Segundo a classificação, o país permanece entre os menos competitivos do grupo avaliado, ficando atrás de economias menores. A avaliação enfatiza fatores como custo de capital, infraestrutura e produtividade da força de trabalho.
O dado contrasta com discursos oficiais sobre crescimento do PIB. O ranking atua como medida independente da performance de ambiente de negócios, institucionalizando preocupações sobre estabilidade e previsibilidade regulatória.
Desempenho histórico e fatores estruturais
O estudo aponta queda generalizada em eficiência empresarial e governamental. Estados arrecadam muito, gastam mal e não entregam infraestrutura adequada para sustentar o crescimento, segundo a análise. Estradas, portos e energia aparecem entre os obstáculos.
A disponibilidade de crédito permanece restrita para muitos empreendedores, elevando o custo de capital. O endividamento corporativo e a produtividade da mão de obra aparecem entre os indicadores mais desfavoráveis para o Brasil.

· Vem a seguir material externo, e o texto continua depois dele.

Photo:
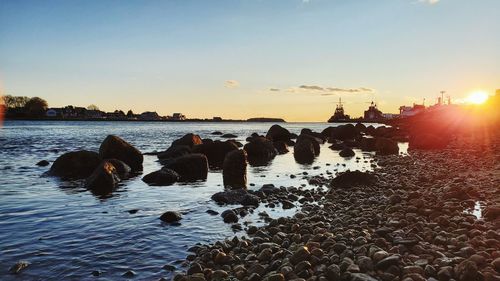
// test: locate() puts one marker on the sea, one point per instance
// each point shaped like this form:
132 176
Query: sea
65 232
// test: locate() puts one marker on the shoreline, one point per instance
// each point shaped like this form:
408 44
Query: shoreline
414 222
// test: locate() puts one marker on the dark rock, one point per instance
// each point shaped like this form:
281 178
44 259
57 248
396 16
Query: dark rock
190 167
215 151
234 170
354 178
347 152
115 147
237 196
188 140
260 151
229 216
103 180
171 216
386 146
43 163
75 165
161 178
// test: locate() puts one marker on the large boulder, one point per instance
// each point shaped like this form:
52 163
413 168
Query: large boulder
278 133
353 178
161 178
234 171
260 150
303 151
75 165
174 152
386 146
189 140
103 180
190 167
427 141
115 147
215 151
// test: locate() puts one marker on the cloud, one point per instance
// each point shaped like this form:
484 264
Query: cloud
231 84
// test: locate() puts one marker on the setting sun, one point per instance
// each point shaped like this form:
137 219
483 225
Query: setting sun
477 97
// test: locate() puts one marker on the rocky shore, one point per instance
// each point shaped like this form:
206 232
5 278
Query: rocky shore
413 218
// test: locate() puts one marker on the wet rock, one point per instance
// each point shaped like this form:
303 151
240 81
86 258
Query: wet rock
103 180
188 140
161 178
234 170
354 178
75 165
43 163
117 148
347 152
190 167
237 196
171 216
215 151
260 151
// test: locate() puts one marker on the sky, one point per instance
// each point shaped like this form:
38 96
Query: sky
238 59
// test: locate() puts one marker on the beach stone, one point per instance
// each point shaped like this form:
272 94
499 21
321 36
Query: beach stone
75 165
171 216
215 151
260 150
115 147
190 167
347 152
103 180
234 171
188 140
161 177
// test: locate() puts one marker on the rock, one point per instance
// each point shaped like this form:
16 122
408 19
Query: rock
355 178
427 141
190 167
385 146
281 147
115 147
234 171
237 196
215 151
303 151
260 151
43 163
171 216
121 167
161 178
229 216
75 165
103 180
18 267
278 133
347 152
174 152
188 140
229 136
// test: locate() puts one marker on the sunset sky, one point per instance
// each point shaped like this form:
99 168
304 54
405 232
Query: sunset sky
291 59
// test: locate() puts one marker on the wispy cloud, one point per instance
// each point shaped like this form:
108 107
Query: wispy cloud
324 91
231 84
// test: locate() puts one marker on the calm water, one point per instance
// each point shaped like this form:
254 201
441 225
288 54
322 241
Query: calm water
65 232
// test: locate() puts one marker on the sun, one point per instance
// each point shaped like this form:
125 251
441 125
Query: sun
478 97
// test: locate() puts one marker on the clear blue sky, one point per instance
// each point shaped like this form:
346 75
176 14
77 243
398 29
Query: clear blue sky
221 58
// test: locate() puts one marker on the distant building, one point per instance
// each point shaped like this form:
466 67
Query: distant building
178 116
149 116
373 113
407 111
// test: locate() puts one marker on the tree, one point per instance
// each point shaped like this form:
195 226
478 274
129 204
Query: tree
93 107
36 107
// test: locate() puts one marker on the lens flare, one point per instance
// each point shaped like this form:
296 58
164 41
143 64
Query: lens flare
479 97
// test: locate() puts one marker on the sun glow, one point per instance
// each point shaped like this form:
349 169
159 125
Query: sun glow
478 97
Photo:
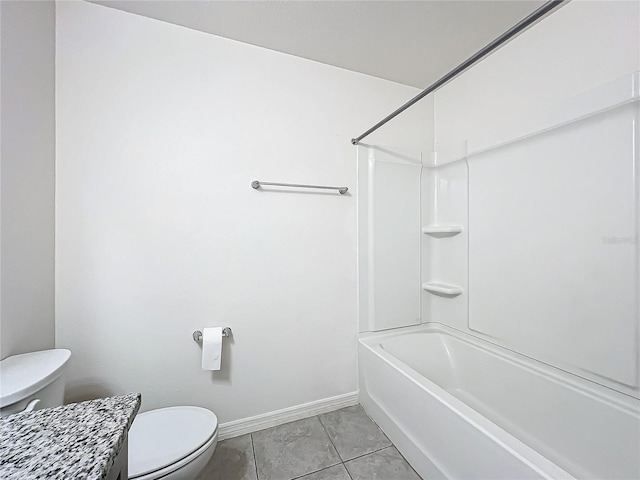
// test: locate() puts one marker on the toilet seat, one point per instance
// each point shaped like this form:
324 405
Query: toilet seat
168 438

Impacto para investimentos e cenário futuro
Dados do ranking sugerem que insegurança jurídica e mudanças frequentes nas regras econômicas afastam investidores. Pequenos empresários também buscam alternativas fora do país, como o Paraguai, em busca de ambiente tributário mais estável.
Apesar das limitações, o texto aponta pontos positivos: mercado consumidor relevante, matriz energética diversificada e setor produtivo resiliente. A análise recomenda reformas estruturais para elevar produtividade e competitividade no longo prazo.